Register a Regional Headquarters (RHQ) –Philippines
A Regional Headquarters (RHQ) in the Philippines is an administrative branch of a foreign corporation engaged in international trade in the Asia-Pacific (APAC) region and other foreign markets.
It can only be set up and operated by a foreign corporation that has subsidiaries, branches, affiliates or clients in the APAC region as well as other foreign markets. It is neither allowed to manage their operations nor derive income from any source in the Philippines.
An RHQ does not have a separate legal personality from its parent company and the laws governing its formation, existence, and dissolution are the laws of the country where its parent company was organized or established. Hence, any liabilities that it will incur are considered liabilities of the head office of its parent company.
The primary purpose of a Philippine RHQ is to supervise, superintend, inspect or coordinate its subsidiaries, branches, and affiliates in the APAC region. It also performs as general administration, business planning, and communication center for them. Under conditions prescribed by Philippine laws, it may source raw materials or market products, train employees or conduct research and development within the Philippines.
The RHQ’s parent company from abroad is not permitted to market and sell products through the RHQ office because it is not allowed to deal directly or do business with the company’s clients in the Philippines, as declared in its registration with the Securities and Exchange Commission (SEC).
The parent company is required to remit a minimum of US$50,000.00 as paid-up capital and annual inward remittance to support its operating expenses.
RHQs are often established by multinational corporations looking to separate their operations to minimize operational costs and take advantage of a huge, cost-effective labor pool and attractive tax incentives from an emerging market like the Philippines.
Incentives for RHQs in the Philippines
RHQs in the Philippines can avail of the following incentives:
Fiscal Tax Incentives
- Tax and duty-free importation
- Exemption from all kinds of local taxes, fees or charges
- Equipment and training materials not locally available
- Equipment disposed within two (2) years after importation (subject to payment of taxes and duties)
- Importation of brand new motor vehicles (subject to payment of taxes and duties)
Non-Fiscal Tax Incentives for Expatriates
- Multiple Entry Visa
- For expatriates, including their spouse and unmarried children below the age of twenty-one (21)
- Exemption from payment of fees except for reasonable administrative costs
- Exemption from securing Alien Certificate of Registration
- Non-immigrant visa will be processed within seventy-two (72) hours upon submission of requirements to the Bureau of Immigration (BI)
- Preferential tax rate of 15% on salaries, annuities, and other types of compensation applicable for expatriates – This is no longer applicable from January 1, 2018 because of the TRAIN LAW when the Pres. Duterte vetoed the passing of this ruling.
- Travel tax exemption
- Tax and duty-free importation of used household goods and personal effects
Registration Requirements for Philippine RHQs
Foreign corporations intending to set up a Regional Headquarters in the Philippines are only allowed to commence their business operations after obtaining a License to Do Business in the Philippines from the Securities and Exchange Commission (SEC).
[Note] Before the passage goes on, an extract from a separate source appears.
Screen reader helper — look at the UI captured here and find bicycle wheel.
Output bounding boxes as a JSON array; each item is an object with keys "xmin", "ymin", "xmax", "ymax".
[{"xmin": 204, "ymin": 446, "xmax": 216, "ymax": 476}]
To secure a License to Do Business, a foreign corporation needs to provide the following documentary requirements:
- Name verification slip;
- Certification by the Philippine Consulate/Embassy or the Philippine Commercial Office or from the equivalent office of the Philippine Department of Trade and Industry (DTI) in the company’s country of origin verifying that said foreign corporation is engaged in international trade with subsidiaries, branches or affiliates in the Asia-Pacific (APAC) region and other foreign markets; and in case the certification is issued by the equivalent of the DTI, the same shall be authenticated by the Philippine Consulate/Embassy;
- Certification from the Principal Officer of the foreign corporation verifying that it authorized by its Board of Directors or governing body to establish an RHQ in the Philippines;
- Proof of inward remittance of US$50,000.00 as paid-up capital and annual support for operating expenses;
- Registration Data Sheet;
- Endorsement or clearance from appropriate government agencies (if applicable);
- Endorsement from the Board of Investments (BOI); and
- Latest authenticated financial statements showing the solvency of the head office.
Since it does not have and is not allowed to generate income in the Philippines, an RHQ is exempted from income tax and value-added tax (VAT) to the Bureau of Internal Revenue (BIR). It shall be subjected when it earns income still when it is not allowed. On the one hand, the SEC shall impose appropriate penalties.
It can avail of tax incentives from the Board of Investments (BOI) on its local fees, importation, etc.